After checking all the above, inform the team about the findings.
8) Unhealthy host count:-
[edit]If you find any unhealthy host count then report immediately in the group.
Inform Devops team regarding the issue.
If you are having access or permission to the ELB, check which instances are not in service.
a) go to Loadbalancers section and select the Loadbalancer.
b) Select the instances tab and see which instances are not in service.
c) Remove them from the loadbalancer.
d) If you have the access to the servers you can check the application service status, application logs and Nginx logs. If you don’t have the access then Devops person or Backend team or FE team will troubleshoot further.
9) High CPU utilization:-
[edit]When you get this alert, inform the same in the group and If you are having the access to the instances please follow the below steps.
a) run the command top or htop or sar
b) Check the CPU utilization, process statistics. Inform the team which process is causing this.
c) Monitor for sometime. If its required to kill the process then Kill it. Or If you are facing this issue frequently then you need to upgrade the instance type to the next level.
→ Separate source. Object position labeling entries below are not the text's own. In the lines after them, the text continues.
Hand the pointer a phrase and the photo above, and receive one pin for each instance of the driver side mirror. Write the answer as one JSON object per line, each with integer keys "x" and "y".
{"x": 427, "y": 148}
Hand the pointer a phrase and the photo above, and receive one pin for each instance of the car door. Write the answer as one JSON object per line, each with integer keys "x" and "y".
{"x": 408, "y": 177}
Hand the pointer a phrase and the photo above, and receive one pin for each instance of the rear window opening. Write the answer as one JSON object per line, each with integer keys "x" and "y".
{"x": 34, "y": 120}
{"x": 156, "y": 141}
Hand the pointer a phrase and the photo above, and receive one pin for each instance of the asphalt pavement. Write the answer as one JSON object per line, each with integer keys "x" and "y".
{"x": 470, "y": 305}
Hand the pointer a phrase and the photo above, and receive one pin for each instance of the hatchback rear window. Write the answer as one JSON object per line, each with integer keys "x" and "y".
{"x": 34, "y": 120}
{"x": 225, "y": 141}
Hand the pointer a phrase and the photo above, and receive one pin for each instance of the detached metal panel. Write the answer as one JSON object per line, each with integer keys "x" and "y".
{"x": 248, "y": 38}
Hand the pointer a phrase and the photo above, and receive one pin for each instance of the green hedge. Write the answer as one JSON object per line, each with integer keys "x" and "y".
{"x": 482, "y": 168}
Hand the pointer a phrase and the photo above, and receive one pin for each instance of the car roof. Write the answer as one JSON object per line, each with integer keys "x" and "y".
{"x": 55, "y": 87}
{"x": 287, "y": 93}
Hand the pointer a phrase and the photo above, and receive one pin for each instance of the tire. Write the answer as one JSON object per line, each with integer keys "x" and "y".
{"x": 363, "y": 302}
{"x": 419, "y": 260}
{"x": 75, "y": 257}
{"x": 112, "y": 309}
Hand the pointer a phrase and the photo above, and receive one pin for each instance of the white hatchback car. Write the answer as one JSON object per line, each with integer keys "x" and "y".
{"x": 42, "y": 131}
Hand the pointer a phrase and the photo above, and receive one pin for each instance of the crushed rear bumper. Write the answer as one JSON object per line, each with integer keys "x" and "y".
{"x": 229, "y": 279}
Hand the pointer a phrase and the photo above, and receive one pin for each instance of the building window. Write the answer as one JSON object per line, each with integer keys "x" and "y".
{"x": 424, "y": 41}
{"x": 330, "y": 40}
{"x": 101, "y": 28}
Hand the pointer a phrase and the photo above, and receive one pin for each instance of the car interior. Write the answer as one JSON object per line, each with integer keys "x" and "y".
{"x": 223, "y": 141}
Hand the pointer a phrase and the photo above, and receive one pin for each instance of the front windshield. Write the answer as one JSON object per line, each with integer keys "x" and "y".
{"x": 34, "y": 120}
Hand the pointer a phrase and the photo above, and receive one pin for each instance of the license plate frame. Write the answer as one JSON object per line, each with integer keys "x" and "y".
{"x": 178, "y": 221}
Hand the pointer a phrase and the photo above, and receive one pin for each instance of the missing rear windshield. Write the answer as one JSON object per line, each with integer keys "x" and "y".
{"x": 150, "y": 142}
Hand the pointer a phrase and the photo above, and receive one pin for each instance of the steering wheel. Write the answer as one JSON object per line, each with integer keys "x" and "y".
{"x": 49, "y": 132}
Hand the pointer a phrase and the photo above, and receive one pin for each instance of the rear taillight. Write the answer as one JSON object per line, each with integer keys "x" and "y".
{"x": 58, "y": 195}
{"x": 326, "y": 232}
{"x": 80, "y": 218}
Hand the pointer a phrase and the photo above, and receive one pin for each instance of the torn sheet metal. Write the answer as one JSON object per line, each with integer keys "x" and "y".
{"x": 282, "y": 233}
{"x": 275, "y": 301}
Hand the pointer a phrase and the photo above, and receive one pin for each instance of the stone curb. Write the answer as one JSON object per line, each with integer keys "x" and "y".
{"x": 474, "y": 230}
10) High Memory utilization:-
[edit]When you get this alert, inform the same in the group and If you are having the access to the instances please follow the below steps.
run the command free -m or free -h and check the memory usage.
Run the top or htop command and check the memory utilization, process statistics. Inform the team which process is causing this.
Monitor for sometime. If its required to kill the process then Kill it. Or If you are facing this issue frequently then you need to upgrade the instance type to the next level.
11) Latency Alerts:-
[edit]Check the graph. If it is FE Inform the FE team, else inform the backend team. Monitor and follow up with the team.
12) SQS alerts:-
[edit]When you get this alert. Inform the team. AWS consumer service needs to be restarted in “return cron prod” server. After the restart it should come down. Sometimes it will take time to come down, we need to wait or else try restarting again.